I've been rather busy the past few days, in ways that have hindered me from getting online. In lieu of a standard post, I will explain Why I Blog. Fear not: hideous MLive trolls play a crucial role, though one documented only with difficulty.

A few weeks ago, in early March, I read a series of MLive posts regarding a particularly awful domestic abuse case. I don't remember the woman's name. The website broke a single lengthy article into four posts, each examining a different facet of the situation. The woman met, had a child with, and married the man before he turned on her. He isolated and physically abused her, told her if she left he'd kill their children, locked her in the house when he went to work. As I remember, they lived in a trailer in a rural area. She had no money, no transportation, and no support beyond what he intermittently doled out. The bitter irony was that she had once worked as a counselor for women dealing with abusive partners or domestic violence. She knew the signs, but she was no less vulnerable. As it turned out, he had been the prime and only suspect in a previous rape case. Case dropped not for lack of evidence, but for inability to establish reliable contact with the victim.

I likely read the MLive posts out of order, so it's difficult for me to reconstruct the original article. I can no longer cite via hyperlink. Her situation worsened progressively, until one day she thought he wanted to kill her, would kill her, and she fled their trailer and dragged herself down the road until she managed to attract enough attention for a rescue. MLive posted a hospital bed photo. She was unrecognizable.

The comments on each post progressed along the lines one might expect. Why didn't she just leave, why did she marry him, why did she have that kid in the first place, etc., etc. I will venture that every person mystified as to why she didn't just leave was a) male and b) hadn't bothered to read the part about her being locked in a trailer in the middle of nowhere.

Midway down a page, I found the most despicable comment I had seen to that point. It stated, though not in so many words, and in a more rambling manner, that
a) women like bad boys
b) women like feeling as though they're being martyred by their men
c) the woman in question likely met the previous criteria
d) she just wanted to be able to tell her story on Oprah.

I imagine that when I find myself pinned to the floor of a trailer in rural Michigan with my husband cinching a telephone cord around my neck, the first thought in my mind will be "Oh, wow!
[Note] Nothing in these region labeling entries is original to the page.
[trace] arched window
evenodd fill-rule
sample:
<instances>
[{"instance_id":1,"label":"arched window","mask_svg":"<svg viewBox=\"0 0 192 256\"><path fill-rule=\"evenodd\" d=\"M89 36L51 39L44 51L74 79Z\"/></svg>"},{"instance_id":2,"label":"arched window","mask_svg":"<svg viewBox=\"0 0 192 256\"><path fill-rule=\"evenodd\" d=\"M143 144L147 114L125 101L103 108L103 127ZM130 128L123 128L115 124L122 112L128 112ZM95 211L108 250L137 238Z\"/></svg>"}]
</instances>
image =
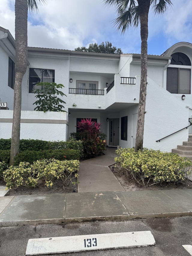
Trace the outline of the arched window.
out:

When I survive and sell my story, I bet this will play really well on Lifetime: Telvision for Women!"

So I flagged the comment. I laboriously explained to the automated system that these statements viciously slandered the woman concerned and by extension denigrated all women. The next day I checked whether the comment had in fact been removed. Everything relating to the story was gone. I can only conclude that every single post attracted such a shitstorm of hateful comments that MLive's online-content managers felt obligated to pull the story. All that afternoon and evening, I retold this story as The Most Despicable Thing I Had Ever Seen On MLive. The next day I bitterly regretted not having preserved and documented it when I had the chance.

And there it is. I didn't remember the woman's name, I didn't remember where she lived. Though the admins pulled every post from the Grand Rapids main feed It's all still there, if you search for it. The next day I knew what I ought to do.